For reports and analysis, a better practice than maintaining aggregate information in an OLTP database is to introduce a data warehouse, which is based on a somewhat denormalized multidimensional model and a Microsoft Online Analytical Processing (OLAP) system. An OLAP database management system typically takes care of the aggregations for you.
Practice: Denormalizing the Database
In the previous practice, you prepared a fully normalized model for the Projects database. In this practice, you will denormalize this model to improve performance. Your current design is:
Projects(ProjectId, ProjectName, CustomerId) ProjectDetails(ProjectId, ItemId, ActivityId, EmployeeId, WorkDate, TimeSpent) Customers(CustomerId, CustomerName) Activities(ActivityId, ActivityName) Employees(EmployeeId, EmployeeName)
Exercise 1: Denormalize to Maintain History
In this exercise, you will perform the denormalization to maintain history.
Your company requires your system to maintain a customer’s name from the time that you started a project for a customer. A customer can later change the name. How would you achieve this requirement?
In the Customers table, you maintain the current name only. Therefore, you have to add the customer name to the Projects table.
In addition, it is always a good practice to have the information about the date when the name was valid. Therefore, you should add the start date in the Projects table as well. Note that you would probably already have the start date of a project in a real-life design. Your improved design should look similar to the following. (The denormalized attributes are StartDate and CustomerName.)
Projects(ProjectId, ProjectName, CustomerID, StartDate, CustomerName)
Exercise 2: Denormalize for Performance
In this exercise, you will perform the denormalization to improve performance.
You have performance problems with a report that calculates total time spent on a project. Because you are tracking multiple projects, you run this report multiple times a day. How would you improve report performance?
The problem is that you have to aggregate project detail rows, in which you have the information about time spent or each activity on a project. You have to add a column to hold the total time spent in the Projects table.
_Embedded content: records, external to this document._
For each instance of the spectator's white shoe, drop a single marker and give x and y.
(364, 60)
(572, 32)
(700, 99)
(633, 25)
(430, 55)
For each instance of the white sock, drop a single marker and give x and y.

Your improved design should look similar to the following. (Denormalized attribute that you should add in this exercise is TotalTimeSpent.)
Projects(ProjectId, ProjectName, CustomerId, StartDate, CustomerName, TotalTimeSpent)
- What are some benefits of denormalization?
- What problems can you encounter when you decide to introduce some denormal-ization into your model?
Quick Check Answers
- Some benefits of denormalization are improved performance, the need for fewer joins, and the ability to maintain history information.
- When you denormalize a database, you can encounter problems with data consistency, especially with aggregated data, which must be updated for any single event.